In April, Talia Tosun, a talented young data wizard working at iTech in London, was diagnosed with Acute Lymphoblastic Leukaemia. She has been off work ever since, undergoing gruelling chemotherapy.
Sadly, at the end of August Talia was told that the chemotherapy had been ineffective and she now urgently needs a bone marrow transplant. A match with Talia’s blood type would mean the chance for her to receive lifesaving stem cell treatment.
Unfortunately, her sister isn’t a match, nor is anybody currently on the Anthony Nolan donor register. Her only chance is for a new donor to come forward.
Talia is of Turkish Cypriot descent and the best prospects for a possible match would be from someone of the same or similar ethnicity.
Could you be a match for Talia?
- You would ideally be aged between 16-30
- Be in good health
- Be of Turkish Cypriot, Greek Cypriot, Turkish or Middle Eastern origin
- And be living in the UK
It’s really easy to give a swab to Anthony Nolan – the UK’s registered charity combatting blood cancer. Its donor registry is part of an aligned national database, helping to quickly match donors with patients across Britain.

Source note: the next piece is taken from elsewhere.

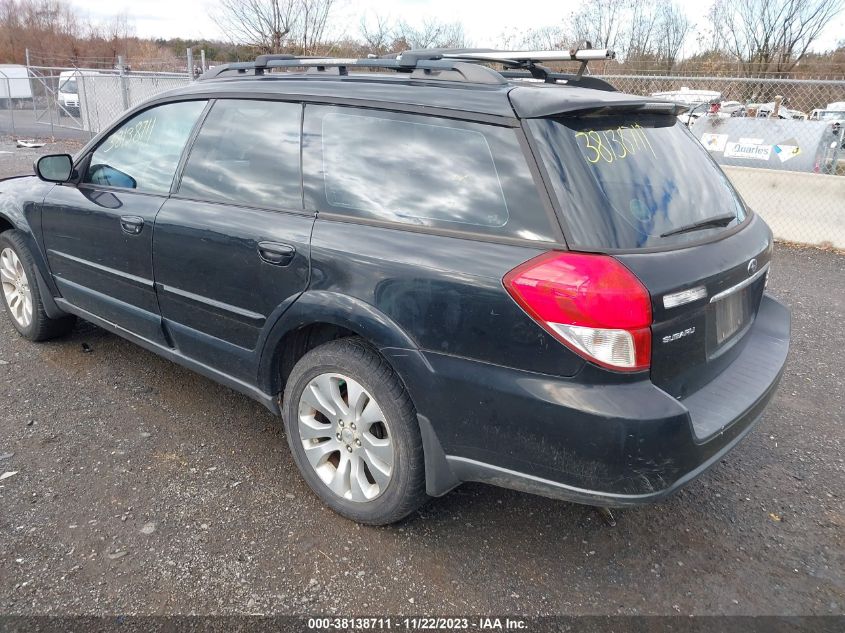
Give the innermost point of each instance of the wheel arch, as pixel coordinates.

A painless swab, taken from your cheek, is all that’s needed. The charity will let you know if you’re a match, and then verify your health and whether you want to proceed.
90% of donors have their stem cells collected through a peripheral blood stem cell process, with the remainder taken via the bone marrow itself.
Swab packs can be sent to your home, or, like Talia’s employer iTech, the charity can come to you and take samples from multiple people at once.
It’s often the actions of a complete stranger that can offer Talia and other sufferers of leukaemia a lifeline to beat this cancer and make a return to full health.
If you’ve never registered your blood, please do so now. It’s also important to help spread awareness not just among Turks and Cypriots, but across all black, Asian and other ethnic minority groups about the need for donors, as these communities are currently seriously under-represented on the national register.